Reference numeral 14 (Steel K) is an example in which Mn was added in excess of the upper limit of the range of the present invention, and although the tensile strength after PWHT was not reduced, the toughness was significantly reduced.
Reference numeral 15 (Steel L) is V added in an amount exceeding the upper limit of the range of the present invention. In this case, the toughness after PWHT is significantly reduced. Reference numeral 16 (Steel M) is an example in which Nb was added exceeding the upper limit of the range of the present invention. In this case, P
The tensile strength and toughness after WHT are reduced.

Reference numeral 17 (Steel N) is an example in which Al was added in excess of the range of the present invention. In this case, the toughness after PWHT is reduced.

[0029]

[Table 1]

[0030]

[Table 2]

[0031]

[Table 3]

[0032]

[Table 4]

[0033]

EFFECTS OF THE INVENTION PW of steel materials limited to the chemical composition of the present invention
By applying the heat treatment of the present invention before HT, the plate thickness 5
It became possible to prevent the decrease in strength and toughness after PWHT, which was observed in a steel plate having a thickness of 0 mm or more, and the reliability of the structure using the steel plate member thus obtained could be significantly improved.

[Brief description of drawings]

1 is a heat treatment before PWHT in the present invention is PWHT
It is a figure which shows the influence which acts on the tensile test strength after that.

FIG. 2 shows that the heat treatment before PWHT in the present invention is PWHT.
It is a figure which shows the influence which acts on the toughness after that.

FIG. 3 is a diagram showing the influence of the heat treatment temperature before PWHT on the microstructure of a steel sheet in the present invention.

─────────────────────────────────────────────────── ─── Continuation of the front page (51) Int.Cl. ⁶ Identification code Office reference number FI technical display location C22C 38/06 C22C 38/06 38/58 38/58

Claims (4)

[Claims] 1. By weight%, C: 0.05 to 0.20%, Si: 0.02 to 0.5%, Mn: 0.2 to 2.0%, Al: 0.005 to 0. A steel sheet containing 10% and the balance being iron and unavoidable impurities is characterized by being subjected to a slow cooling treatment after heating between the Ac ₁ to Ac ₃ transformation points before the stress relief annealing treatment for forming a structural member.
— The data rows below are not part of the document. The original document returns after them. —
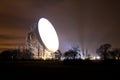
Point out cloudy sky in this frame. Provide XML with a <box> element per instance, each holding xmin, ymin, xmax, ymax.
<box><xmin>0</xmin><ymin>0</ymin><xmax>120</xmax><ymax>53</ymax></box>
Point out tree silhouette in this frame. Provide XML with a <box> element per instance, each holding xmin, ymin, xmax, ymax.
<box><xmin>110</xmin><ymin>48</ymin><xmax>120</xmax><ymax>60</ymax></box>
<box><xmin>96</xmin><ymin>43</ymin><xmax>111</xmax><ymax>60</ymax></box>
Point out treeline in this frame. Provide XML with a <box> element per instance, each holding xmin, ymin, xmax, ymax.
<box><xmin>0</xmin><ymin>43</ymin><xmax>120</xmax><ymax>60</ymax></box>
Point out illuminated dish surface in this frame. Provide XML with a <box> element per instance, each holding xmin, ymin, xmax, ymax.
<box><xmin>38</xmin><ymin>18</ymin><xmax>59</xmax><ymax>52</ymax></box>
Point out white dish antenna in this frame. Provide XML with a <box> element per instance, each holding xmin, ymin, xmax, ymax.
<box><xmin>38</xmin><ymin>18</ymin><xmax>59</xmax><ymax>52</ymax></box>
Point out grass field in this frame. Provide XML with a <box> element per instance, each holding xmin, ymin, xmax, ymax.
<box><xmin>0</xmin><ymin>60</ymin><xmax>120</xmax><ymax>80</ymax></box>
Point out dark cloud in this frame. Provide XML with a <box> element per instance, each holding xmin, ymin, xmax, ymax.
<box><xmin>0</xmin><ymin>34</ymin><xmax>24</xmax><ymax>40</ymax></box>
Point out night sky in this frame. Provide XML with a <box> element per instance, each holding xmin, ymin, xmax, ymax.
<box><xmin>0</xmin><ymin>0</ymin><xmax>120</xmax><ymax>54</ymax></box>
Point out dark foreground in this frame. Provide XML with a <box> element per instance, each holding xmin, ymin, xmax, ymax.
<box><xmin>0</xmin><ymin>60</ymin><xmax>120</xmax><ymax>80</ymax></box>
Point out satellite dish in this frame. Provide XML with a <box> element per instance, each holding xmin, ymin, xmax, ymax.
<box><xmin>38</xmin><ymin>18</ymin><xmax>59</xmax><ymax>52</ymax></box>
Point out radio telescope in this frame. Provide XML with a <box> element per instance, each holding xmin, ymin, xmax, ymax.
<box><xmin>26</xmin><ymin>18</ymin><xmax>59</xmax><ymax>59</ymax></box>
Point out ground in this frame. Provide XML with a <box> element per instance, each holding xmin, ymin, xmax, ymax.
<box><xmin>0</xmin><ymin>60</ymin><xmax>120</xmax><ymax>80</ymax></box>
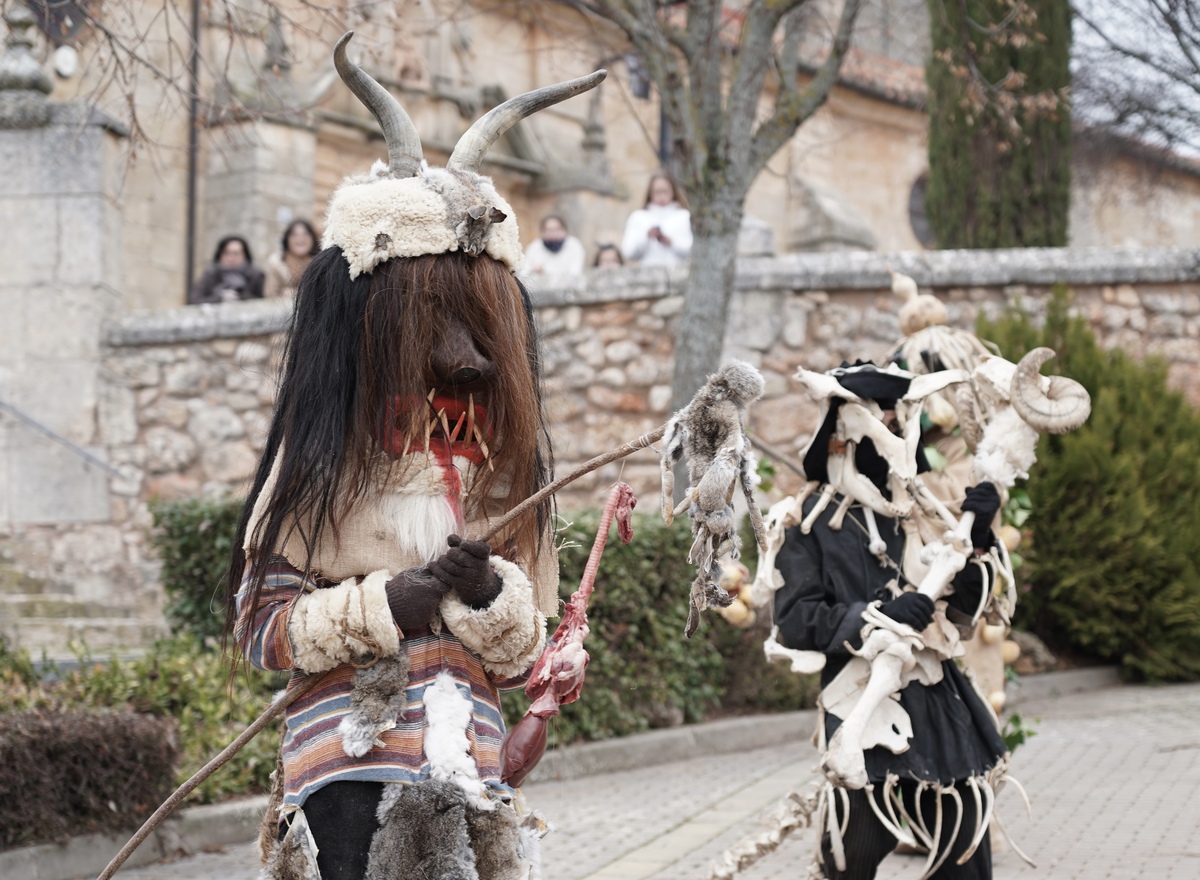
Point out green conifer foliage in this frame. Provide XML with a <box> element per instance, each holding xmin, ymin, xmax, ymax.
<box><xmin>979</xmin><ymin>289</ymin><xmax>1200</xmax><ymax>681</ymax></box>
<box><xmin>925</xmin><ymin>0</ymin><xmax>1070</xmax><ymax>247</ymax></box>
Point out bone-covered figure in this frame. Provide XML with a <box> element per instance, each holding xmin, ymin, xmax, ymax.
<box><xmin>739</xmin><ymin>350</ymin><xmax>1080</xmax><ymax>878</ymax></box>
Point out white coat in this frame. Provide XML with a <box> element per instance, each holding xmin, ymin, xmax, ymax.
<box><xmin>620</xmin><ymin>202</ymin><xmax>691</xmax><ymax>265</ymax></box>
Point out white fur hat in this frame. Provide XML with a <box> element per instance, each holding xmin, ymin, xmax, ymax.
<box><xmin>322</xmin><ymin>31</ymin><xmax>606</xmax><ymax>279</ymax></box>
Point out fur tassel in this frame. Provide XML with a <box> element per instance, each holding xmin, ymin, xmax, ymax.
<box><xmin>337</xmin><ymin>651</ymin><xmax>408</xmax><ymax>758</ymax></box>
<box><xmin>442</xmin><ymin>556</ymin><xmax>546</xmax><ymax>678</ymax></box>
<box><xmin>260</xmin><ymin>809</ymin><xmax>320</xmax><ymax>880</ymax></box>
<box><xmin>425</xmin><ymin>671</ymin><xmax>487</xmax><ymax>803</ymax></box>
<box><xmin>288</xmin><ymin>570</ymin><xmax>400</xmax><ymax>672</ymax></box>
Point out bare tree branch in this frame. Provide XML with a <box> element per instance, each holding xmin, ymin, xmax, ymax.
<box><xmin>750</xmin><ymin>0</ymin><xmax>863</xmax><ymax>174</ymax></box>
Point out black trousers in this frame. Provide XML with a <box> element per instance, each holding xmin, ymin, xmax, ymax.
<box><xmin>292</xmin><ymin>780</ymin><xmax>383</xmax><ymax>880</ymax></box>
<box><xmin>821</xmin><ymin>782</ymin><xmax>991</xmax><ymax>880</ymax></box>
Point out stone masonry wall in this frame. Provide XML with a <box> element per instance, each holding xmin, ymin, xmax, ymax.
<box><xmin>16</xmin><ymin>243</ymin><xmax>1200</xmax><ymax>657</ymax></box>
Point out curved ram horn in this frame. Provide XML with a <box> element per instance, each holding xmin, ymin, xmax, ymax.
<box><xmin>1009</xmin><ymin>348</ymin><xmax>1092</xmax><ymax>433</ymax></box>
<box><xmin>334</xmin><ymin>30</ymin><xmax>424</xmax><ymax>178</ymax></box>
<box><xmin>446</xmin><ymin>70</ymin><xmax>608</xmax><ymax>172</ymax></box>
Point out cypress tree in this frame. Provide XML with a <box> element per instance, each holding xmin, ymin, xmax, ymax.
<box><xmin>925</xmin><ymin>0</ymin><xmax>1070</xmax><ymax>247</ymax></box>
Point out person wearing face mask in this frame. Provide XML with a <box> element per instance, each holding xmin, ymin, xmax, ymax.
<box><xmin>620</xmin><ymin>172</ymin><xmax>691</xmax><ymax>265</ymax></box>
<box><xmin>187</xmin><ymin>235</ymin><xmax>263</xmax><ymax>305</ymax></box>
<box><xmin>524</xmin><ymin>214</ymin><xmax>587</xmax><ymax>276</ymax></box>
<box><xmin>264</xmin><ymin>220</ymin><xmax>320</xmax><ymax>299</ymax></box>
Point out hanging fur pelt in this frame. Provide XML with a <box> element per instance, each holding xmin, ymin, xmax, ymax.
<box><xmin>661</xmin><ymin>360</ymin><xmax>766</xmax><ymax>637</ymax></box>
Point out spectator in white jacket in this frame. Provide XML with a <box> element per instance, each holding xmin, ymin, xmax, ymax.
<box><xmin>620</xmin><ymin>172</ymin><xmax>691</xmax><ymax>265</ymax></box>
<box><xmin>524</xmin><ymin>214</ymin><xmax>588</xmax><ymax>276</ymax></box>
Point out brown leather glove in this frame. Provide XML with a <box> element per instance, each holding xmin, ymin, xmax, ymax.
<box><xmin>430</xmin><ymin>534</ymin><xmax>503</xmax><ymax>609</ymax></box>
<box><xmin>384</xmin><ymin>568</ymin><xmax>450</xmax><ymax>631</ymax></box>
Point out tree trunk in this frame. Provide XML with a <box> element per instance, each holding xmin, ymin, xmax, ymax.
<box><xmin>671</xmin><ymin>193</ymin><xmax>745</xmax><ymax>411</ymax></box>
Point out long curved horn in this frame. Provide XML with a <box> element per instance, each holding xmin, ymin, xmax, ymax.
<box><xmin>446</xmin><ymin>70</ymin><xmax>608</xmax><ymax>172</ymax></box>
<box><xmin>1009</xmin><ymin>348</ymin><xmax>1092</xmax><ymax>433</ymax></box>
<box><xmin>334</xmin><ymin>30</ymin><xmax>424</xmax><ymax>178</ymax></box>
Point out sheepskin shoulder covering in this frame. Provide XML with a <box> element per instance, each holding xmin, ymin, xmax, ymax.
<box><xmin>322</xmin><ymin>167</ymin><xmax>524</xmax><ymax>279</ymax></box>
<box><xmin>288</xmin><ymin>570</ymin><xmax>400</xmax><ymax>672</ymax></box>
<box><xmin>442</xmin><ymin>556</ymin><xmax>546</xmax><ymax>678</ymax></box>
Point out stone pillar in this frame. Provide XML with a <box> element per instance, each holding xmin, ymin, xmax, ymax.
<box><xmin>0</xmin><ymin>4</ymin><xmax>142</xmax><ymax>649</ymax></box>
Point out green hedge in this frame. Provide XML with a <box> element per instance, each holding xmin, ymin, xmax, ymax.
<box><xmin>978</xmin><ymin>288</ymin><xmax>1200</xmax><ymax>681</ymax></box>
<box><xmin>150</xmin><ymin>498</ymin><xmax>242</xmax><ymax>639</ymax></box>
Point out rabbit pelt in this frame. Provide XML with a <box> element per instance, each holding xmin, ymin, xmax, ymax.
<box><xmin>661</xmin><ymin>360</ymin><xmax>763</xmax><ymax>636</ymax></box>
<box><xmin>367</xmin><ymin>780</ymin><xmax>530</xmax><ymax>880</ymax></box>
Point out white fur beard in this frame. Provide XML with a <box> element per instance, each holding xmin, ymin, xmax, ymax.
<box><xmin>425</xmin><ymin>671</ymin><xmax>496</xmax><ymax>809</ymax></box>
<box><xmin>380</xmin><ymin>468</ymin><xmax>462</xmax><ymax>562</ymax></box>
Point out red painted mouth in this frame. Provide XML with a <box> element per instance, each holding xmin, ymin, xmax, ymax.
<box><xmin>380</xmin><ymin>393</ymin><xmax>492</xmax><ymax>466</ymax></box>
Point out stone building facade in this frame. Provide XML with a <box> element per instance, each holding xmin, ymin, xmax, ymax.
<box><xmin>0</xmin><ymin>243</ymin><xmax>1200</xmax><ymax>653</ymax></box>
<box><xmin>0</xmin><ymin>0</ymin><xmax>1200</xmax><ymax>655</ymax></box>
<box><xmin>23</xmin><ymin>0</ymin><xmax>1200</xmax><ymax>309</ymax></box>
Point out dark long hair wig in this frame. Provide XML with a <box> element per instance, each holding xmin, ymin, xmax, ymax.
<box><xmin>226</xmin><ymin>247</ymin><xmax>553</xmax><ymax>639</ymax></box>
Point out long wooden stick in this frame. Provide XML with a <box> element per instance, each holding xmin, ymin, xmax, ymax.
<box><xmin>97</xmin><ymin>675</ymin><xmax>323</xmax><ymax>880</ymax></box>
<box><xmin>484</xmin><ymin>424</ymin><xmax>667</xmax><ymax>540</ymax></box>
<box><xmin>96</xmin><ymin>425</ymin><xmax>667</xmax><ymax>880</ymax></box>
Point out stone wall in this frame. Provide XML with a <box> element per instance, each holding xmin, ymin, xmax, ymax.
<box><xmin>11</xmin><ymin>243</ymin><xmax>1200</xmax><ymax>657</ymax></box>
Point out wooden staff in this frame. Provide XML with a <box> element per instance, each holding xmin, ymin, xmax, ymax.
<box><xmin>96</xmin><ymin>424</ymin><xmax>667</xmax><ymax>880</ymax></box>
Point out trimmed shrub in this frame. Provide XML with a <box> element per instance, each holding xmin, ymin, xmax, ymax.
<box><xmin>0</xmin><ymin>710</ymin><xmax>178</xmax><ymax>848</ymax></box>
<box><xmin>979</xmin><ymin>287</ymin><xmax>1200</xmax><ymax>681</ymax></box>
<box><xmin>150</xmin><ymin>498</ymin><xmax>244</xmax><ymax>639</ymax></box>
<box><xmin>0</xmin><ymin>636</ymin><xmax>287</xmax><ymax>807</ymax></box>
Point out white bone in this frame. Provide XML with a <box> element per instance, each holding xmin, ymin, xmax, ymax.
<box><xmin>829</xmin><ymin>495</ymin><xmax>854</xmax><ymax>532</ymax></box>
<box><xmin>902</xmin><ymin>370</ymin><xmax>971</xmax><ymax>401</ymax></box>
<box><xmin>821</xmin><ymin>629</ymin><xmax>912</xmax><ymax>789</ymax></box>
<box><xmin>863</xmin><ymin>508</ymin><xmax>888</xmax><ymax>558</ymax></box>
<box><xmin>868</xmin><ymin>784</ymin><xmax>917</xmax><ymax>846</ymax></box>
<box><xmin>800</xmin><ymin>483</ymin><xmax>838</xmax><ymax>534</ymax></box>
<box><xmin>917</xmin><ymin>785</ymin><xmax>945</xmax><ymax>880</ymax></box>
<box><xmin>762</xmin><ymin>627</ymin><xmax>826</xmax><ymax>675</ymax></box>
<box><xmin>826</xmin><ymin>789</ymin><xmax>850</xmax><ymax>870</ymax></box>
<box><xmin>991</xmin><ymin>813</ymin><xmax>1038</xmax><ymax>868</ymax></box>
<box><xmin>893</xmin><ymin>788</ymin><xmax>934</xmax><ymax>848</ymax></box>
<box><xmin>883</xmin><ymin>773</ymin><xmax>917</xmax><ymax>846</ymax></box>
<box><xmin>920</xmin><ymin>785</ymin><xmax>962</xmax><ymax>880</ymax></box>
<box><xmin>959</xmin><ymin>777</ymin><xmax>996</xmax><ymax>864</ymax></box>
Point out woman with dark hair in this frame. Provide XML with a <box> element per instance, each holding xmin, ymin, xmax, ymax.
<box><xmin>187</xmin><ymin>235</ymin><xmax>263</xmax><ymax>305</ymax></box>
<box><xmin>227</xmin><ymin>35</ymin><xmax>599</xmax><ymax>880</ymax></box>
<box><xmin>265</xmin><ymin>218</ymin><xmax>320</xmax><ymax>299</ymax></box>
<box><xmin>524</xmin><ymin>214</ymin><xmax>588</xmax><ymax>277</ymax></box>
<box><xmin>620</xmin><ymin>172</ymin><xmax>691</xmax><ymax>265</ymax></box>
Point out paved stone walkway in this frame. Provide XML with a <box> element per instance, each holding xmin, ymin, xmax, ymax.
<box><xmin>112</xmin><ymin>684</ymin><xmax>1200</xmax><ymax>880</ymax></box>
Heat treatment method before stress relief annealing of thick steel plate. 2. Cu, which is a group of strength improving elements, in% by weight:
0.1 to 1.5%, Ni: 0.1 to 2.0%, Cr: 0.1 to 1.0%, Mo: 0.05 to 0.50%, V: 0.005 to 0. 10%, Nb: 0.005-0.05%, Ti: 0.005-0.04%, The steel plate of Claim 1 containing 1 type, or 2 or more types, The thick steel plate characterized by the above-mentioned. Treatment method before stress relieving annealing of. 3. C, which is a group of inclusion controlling elements, in% by weight.
a: 0.001 to 0.010%, rare earth element: 0.01 to 0.10%, one or two
A heat treatment method before stress relieving annealing of a thick steel plate, characterized in that the steel plate according to claim 1 or 2 containing a seed is used. 4. The hot working or warm working for forming a structural member is performed after heating between the Ac ₁ to Ac ₃ transformation points and before cooling treatment. The heat treatment method before stress-relief annealing of the thick steel plate according to Item 1.